Le plan d’action prévoit l’ajout de bacs de récupération dans tous les écocentres. Une réglementation municipale devrait suivre en 2019 afin de contrôler l’installation et la gestion des cloches de récupération de textiles. Dans certaines villes du Québec, comme Sherbrooke par exemple, des permis sont requis et il faut demander la permission au propriétaire du terrain où sont recueillis les dons de vêtements. 

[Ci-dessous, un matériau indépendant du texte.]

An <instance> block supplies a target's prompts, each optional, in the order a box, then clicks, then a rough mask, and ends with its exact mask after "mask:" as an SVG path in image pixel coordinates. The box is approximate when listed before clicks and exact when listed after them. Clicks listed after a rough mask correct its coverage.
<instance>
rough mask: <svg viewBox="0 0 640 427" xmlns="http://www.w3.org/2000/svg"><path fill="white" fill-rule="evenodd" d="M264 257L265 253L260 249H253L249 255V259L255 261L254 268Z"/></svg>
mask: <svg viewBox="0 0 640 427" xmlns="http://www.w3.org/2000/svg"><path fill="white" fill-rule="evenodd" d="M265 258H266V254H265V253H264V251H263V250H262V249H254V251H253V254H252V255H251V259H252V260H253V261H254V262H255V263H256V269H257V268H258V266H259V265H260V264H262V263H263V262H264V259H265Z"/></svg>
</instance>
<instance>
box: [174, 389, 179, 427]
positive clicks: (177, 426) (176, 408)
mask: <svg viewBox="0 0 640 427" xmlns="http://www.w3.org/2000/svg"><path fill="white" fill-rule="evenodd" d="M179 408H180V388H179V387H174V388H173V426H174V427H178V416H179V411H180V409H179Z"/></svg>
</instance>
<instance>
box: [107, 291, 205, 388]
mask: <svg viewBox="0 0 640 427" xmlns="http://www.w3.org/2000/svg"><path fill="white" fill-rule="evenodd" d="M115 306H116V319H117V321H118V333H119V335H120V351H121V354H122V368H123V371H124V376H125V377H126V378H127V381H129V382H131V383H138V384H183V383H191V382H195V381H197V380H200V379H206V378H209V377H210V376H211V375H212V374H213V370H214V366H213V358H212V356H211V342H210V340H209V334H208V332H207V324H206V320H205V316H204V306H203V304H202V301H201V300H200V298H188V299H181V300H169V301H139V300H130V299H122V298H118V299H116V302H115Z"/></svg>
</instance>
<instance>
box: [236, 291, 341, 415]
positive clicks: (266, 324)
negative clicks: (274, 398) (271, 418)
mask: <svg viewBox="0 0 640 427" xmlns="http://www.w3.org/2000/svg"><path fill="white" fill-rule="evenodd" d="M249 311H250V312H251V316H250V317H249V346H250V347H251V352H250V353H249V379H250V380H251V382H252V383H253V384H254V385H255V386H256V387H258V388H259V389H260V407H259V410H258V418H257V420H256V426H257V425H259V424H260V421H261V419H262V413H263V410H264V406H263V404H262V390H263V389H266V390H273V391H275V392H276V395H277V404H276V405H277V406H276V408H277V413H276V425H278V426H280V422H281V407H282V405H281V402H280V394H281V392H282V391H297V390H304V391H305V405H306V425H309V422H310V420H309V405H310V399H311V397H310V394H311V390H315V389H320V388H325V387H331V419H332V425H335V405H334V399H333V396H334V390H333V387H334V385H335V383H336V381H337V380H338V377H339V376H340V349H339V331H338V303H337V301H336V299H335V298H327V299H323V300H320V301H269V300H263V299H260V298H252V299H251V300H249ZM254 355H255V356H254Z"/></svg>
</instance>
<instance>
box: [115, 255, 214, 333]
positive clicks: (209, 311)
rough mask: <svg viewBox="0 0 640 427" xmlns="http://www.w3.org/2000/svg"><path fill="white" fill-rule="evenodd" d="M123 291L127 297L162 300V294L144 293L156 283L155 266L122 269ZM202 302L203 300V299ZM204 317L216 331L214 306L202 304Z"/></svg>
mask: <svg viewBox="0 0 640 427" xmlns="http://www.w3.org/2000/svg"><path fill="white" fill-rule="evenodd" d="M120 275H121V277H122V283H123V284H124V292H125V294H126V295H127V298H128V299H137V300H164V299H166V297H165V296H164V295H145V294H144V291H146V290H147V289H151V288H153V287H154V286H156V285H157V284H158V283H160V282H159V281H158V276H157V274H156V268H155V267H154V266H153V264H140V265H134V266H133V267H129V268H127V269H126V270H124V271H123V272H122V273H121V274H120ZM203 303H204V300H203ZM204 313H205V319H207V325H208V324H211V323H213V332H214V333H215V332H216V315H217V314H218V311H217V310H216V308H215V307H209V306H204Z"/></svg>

«La Ville de Québec reconnaît toute une série d’organismes qui montrent patte blanche pour leurs finances et leurs actions dans la communauté. Probablement que ça va être dans cette optique» de favoriser les bons joueurs locaux au détriment des inconnus de l’extérieur, a précisé M. Fournier, sous l’œil approbateur du maire Régis Labeaume. 

Yvan Drouin, gérant de l’Armée du Salut à Québec, confirme que plusieurs bacs d’au moins trois organismes extérieurs sont apparus dans les rues de la capitale au cours des dernières années. Son organisation a testé les numéros de téléphone inscrits dessus et s’est butée à des répondeurs. «On ne sait pas où ça s’en va», dit-il. 

M. Drouin affirme que les dons de vêtements sont en baisse dans les organismes de la région. Ils ont d’ailleurs demandé à la Ville de Québec d’intervenir. En attendant, les citoyens sont invités à faire preuve de vigilance au moment de déposer leurs vieux vêtements dans les cloches. «On aide avec ce qu’on a, mais si on s’en fait enlever, on aide moins», résume le gérant de l’Armée du Salut.